Butler man once played in front of Queen Elizabeth
As the world watched Queen Elizabeth II’s funeral Monday at London's Westminster Abbey, one Butler man remembers when he played before the late British monarch.
John Gilliland, 60, of Butler, played before the queen when he was a member of the Marine Drum and Bugle Corps — he played soprano bugle.
Gilliland said, “We played before President Ronald Reagan and Queen Elizabeth. This would have been in 1982.
“She was in the U.S. and Reagan was staying at Santa Barbara, and they decided to do a concert for her at the San Francisco Opera House on the West Coast,” he said.
Gilliland said, “It was the Marine Drum and Bugle Corps, Tony Bennett, Mary Martin was there, the San Francisco Youth Orchestra, the U.C. Berkley Marching Band.
“We were on the last section of the bill. We played ‘Stars and Stripes Forever,’” he said. “We were in the hallways, all the other groups on stage. When the final melody began, they opened up the doors and we came down the aisles.”
“I was on the side opposite the queen,” Gilliland said. “The usher would crack open the door and let us see. The queen was in a second level box seat sitting with Reagan. (Prince) Phillip was sitting beside her,” he said. “It was Phillip, the queen, Ronald Reagan and Nancy Reagan.”
“It was such a blur,” he said.
Gilliland graduated from Butler High School in 1980 and joined the Marines through early enlistment his junior year.
He had to audition for a place in the corps, but Gilliland had been a member of the General Butler Vagabonds Drum and Bugle Corps since he was 12 and was accepted to be one of the corps’ 40 members based at Twentynine Palms Marine base in California.
In fact, he said it was his experience with the Vagabonds that gave him the desire to join the Marines.
“When I was in the General Butler Vagabonds, they brought in Truman Crawford as a guest, to help the group. Crawford was the director of the Marine drum and bugle corps.
“He was very well known in the drum and bugle community, very well regarded,” he said.
“He was very Marine Corps with the group, teaching the older kids. I was impressed with this guy,” he said. “Eight years later I joined the Marines.”
“We played all over the country. We were based in one camp, but we traveled all the time. I would say three-fourths of the time we were on the road,” he said.
The Marine Drum and Bugle Corps played military functions such as birthday balls and change-of-command ceremonies. They would march in parades and play at high schools to aid in recruiting efforts.
Gilliland said, “We would do a just about anything anybody would want us to be at.
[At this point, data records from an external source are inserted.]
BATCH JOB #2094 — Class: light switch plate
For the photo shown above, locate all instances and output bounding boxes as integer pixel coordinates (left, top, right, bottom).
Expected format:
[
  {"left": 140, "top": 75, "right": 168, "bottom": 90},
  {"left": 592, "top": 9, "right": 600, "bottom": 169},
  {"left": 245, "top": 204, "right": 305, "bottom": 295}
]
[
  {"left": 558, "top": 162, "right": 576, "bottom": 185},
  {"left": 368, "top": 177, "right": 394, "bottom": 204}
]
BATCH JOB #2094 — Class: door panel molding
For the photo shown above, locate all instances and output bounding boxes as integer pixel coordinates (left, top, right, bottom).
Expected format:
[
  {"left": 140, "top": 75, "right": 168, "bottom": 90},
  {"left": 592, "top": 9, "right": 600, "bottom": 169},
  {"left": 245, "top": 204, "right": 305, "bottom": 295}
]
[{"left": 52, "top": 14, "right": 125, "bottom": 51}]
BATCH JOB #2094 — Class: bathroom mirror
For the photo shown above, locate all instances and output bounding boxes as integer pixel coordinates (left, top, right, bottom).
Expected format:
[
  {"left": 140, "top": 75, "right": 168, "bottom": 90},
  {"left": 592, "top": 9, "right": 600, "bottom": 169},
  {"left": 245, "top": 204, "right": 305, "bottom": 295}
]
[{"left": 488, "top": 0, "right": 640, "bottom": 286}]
In the movie, ‘Rocky III’ during the final fight scene where he refights Clubber Lange, the Marine Drum and Bugle Corps is there and Clubber knocks over two members.
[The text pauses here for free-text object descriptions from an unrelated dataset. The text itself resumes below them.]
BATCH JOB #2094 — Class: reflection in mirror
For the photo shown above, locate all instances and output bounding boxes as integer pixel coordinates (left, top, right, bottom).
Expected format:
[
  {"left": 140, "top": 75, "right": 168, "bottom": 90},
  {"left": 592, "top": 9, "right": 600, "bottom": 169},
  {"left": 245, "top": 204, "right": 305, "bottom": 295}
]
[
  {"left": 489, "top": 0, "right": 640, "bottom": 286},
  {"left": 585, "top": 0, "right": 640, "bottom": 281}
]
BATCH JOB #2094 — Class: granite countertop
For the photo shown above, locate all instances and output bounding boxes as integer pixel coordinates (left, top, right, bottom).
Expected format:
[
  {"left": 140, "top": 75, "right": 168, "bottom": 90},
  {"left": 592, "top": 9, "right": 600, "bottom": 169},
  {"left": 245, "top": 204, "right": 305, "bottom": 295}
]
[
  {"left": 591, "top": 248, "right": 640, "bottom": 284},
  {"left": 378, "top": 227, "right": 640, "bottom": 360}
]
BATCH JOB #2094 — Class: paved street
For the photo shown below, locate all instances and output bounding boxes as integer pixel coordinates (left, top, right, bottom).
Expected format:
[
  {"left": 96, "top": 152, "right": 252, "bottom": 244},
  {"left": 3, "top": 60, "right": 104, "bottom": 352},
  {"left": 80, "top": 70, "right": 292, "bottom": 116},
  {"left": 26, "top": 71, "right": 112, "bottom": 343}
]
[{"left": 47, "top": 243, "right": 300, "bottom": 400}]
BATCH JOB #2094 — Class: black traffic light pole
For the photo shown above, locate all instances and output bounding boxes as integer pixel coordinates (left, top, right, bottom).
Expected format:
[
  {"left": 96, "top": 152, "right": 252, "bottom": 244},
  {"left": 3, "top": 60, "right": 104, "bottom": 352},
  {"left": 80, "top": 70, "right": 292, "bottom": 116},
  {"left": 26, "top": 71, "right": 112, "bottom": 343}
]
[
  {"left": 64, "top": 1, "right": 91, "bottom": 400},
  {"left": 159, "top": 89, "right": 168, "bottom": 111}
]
“I didn’t get to be one. He knocked over two of the tallest guys,” he said.
Gilliland said that after getting out of the Marines he played for a senior drum and bugle corps for adults, Steel City Ambassadors. The group was started by Vagabond alumni.
He met his wife, Jennifer, while he was in the senior drum and bugle corps. “Her dad was marching and she’d come around,” he said.
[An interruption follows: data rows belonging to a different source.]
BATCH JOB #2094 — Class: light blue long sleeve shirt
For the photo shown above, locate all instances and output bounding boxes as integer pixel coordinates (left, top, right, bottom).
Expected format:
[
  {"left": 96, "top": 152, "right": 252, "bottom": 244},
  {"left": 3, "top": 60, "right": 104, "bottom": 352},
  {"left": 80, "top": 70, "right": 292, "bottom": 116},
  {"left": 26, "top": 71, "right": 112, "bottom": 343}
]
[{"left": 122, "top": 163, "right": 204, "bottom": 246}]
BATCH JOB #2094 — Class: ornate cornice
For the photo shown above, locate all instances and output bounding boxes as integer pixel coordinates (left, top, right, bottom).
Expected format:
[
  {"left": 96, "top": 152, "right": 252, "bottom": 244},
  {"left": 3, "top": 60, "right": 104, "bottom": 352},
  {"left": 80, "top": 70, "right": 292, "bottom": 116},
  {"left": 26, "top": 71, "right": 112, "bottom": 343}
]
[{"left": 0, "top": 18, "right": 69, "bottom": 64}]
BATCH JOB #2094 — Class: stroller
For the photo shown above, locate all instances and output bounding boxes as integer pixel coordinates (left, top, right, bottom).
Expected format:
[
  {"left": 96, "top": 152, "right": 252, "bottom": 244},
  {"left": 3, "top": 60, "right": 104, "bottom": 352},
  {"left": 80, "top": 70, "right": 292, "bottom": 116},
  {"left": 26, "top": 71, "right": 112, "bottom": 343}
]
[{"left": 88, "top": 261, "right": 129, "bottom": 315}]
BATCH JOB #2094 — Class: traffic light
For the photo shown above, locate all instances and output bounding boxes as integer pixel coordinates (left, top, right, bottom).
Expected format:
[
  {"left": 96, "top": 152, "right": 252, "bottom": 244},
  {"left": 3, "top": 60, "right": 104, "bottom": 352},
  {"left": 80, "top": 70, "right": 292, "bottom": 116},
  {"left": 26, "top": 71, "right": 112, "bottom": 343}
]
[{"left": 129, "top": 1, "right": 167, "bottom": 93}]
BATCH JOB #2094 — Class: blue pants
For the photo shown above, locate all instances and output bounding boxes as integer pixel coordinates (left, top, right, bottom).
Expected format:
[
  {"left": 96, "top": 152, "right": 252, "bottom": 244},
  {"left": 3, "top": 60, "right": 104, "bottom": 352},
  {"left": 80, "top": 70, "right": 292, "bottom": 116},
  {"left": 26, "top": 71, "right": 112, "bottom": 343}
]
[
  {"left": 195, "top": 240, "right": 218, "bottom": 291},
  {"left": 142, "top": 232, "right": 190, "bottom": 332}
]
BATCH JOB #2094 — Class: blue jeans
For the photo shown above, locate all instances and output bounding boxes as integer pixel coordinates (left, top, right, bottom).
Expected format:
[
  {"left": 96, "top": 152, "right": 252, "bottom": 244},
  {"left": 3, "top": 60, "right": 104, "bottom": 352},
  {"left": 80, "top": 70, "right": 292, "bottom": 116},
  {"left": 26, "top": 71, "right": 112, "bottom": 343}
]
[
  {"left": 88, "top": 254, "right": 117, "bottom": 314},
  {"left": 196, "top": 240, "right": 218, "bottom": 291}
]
A professional truck driver, Gilliland said he’s spent the last 13 years driving a mobile kitchen in a semitrailer for the Jersey Surf Drum and Bugle Corps during the corps’ summer touring season.
During summer touring, he said the Jersey Surf party consists of 150 kids and another 50 staff and adjunct people that need to be fed four times a day.
When not behind the wheel, Gilliland said he still plays the bugle a bit.
“I was voted into the Pa. Drum Corps Hall of Fame several years ago just for everything I’ve done with active drum and bugle corps since 1974,” he said. “If I wasn’t marching, I was working with them. If I wasn’t working with them I was a fan.”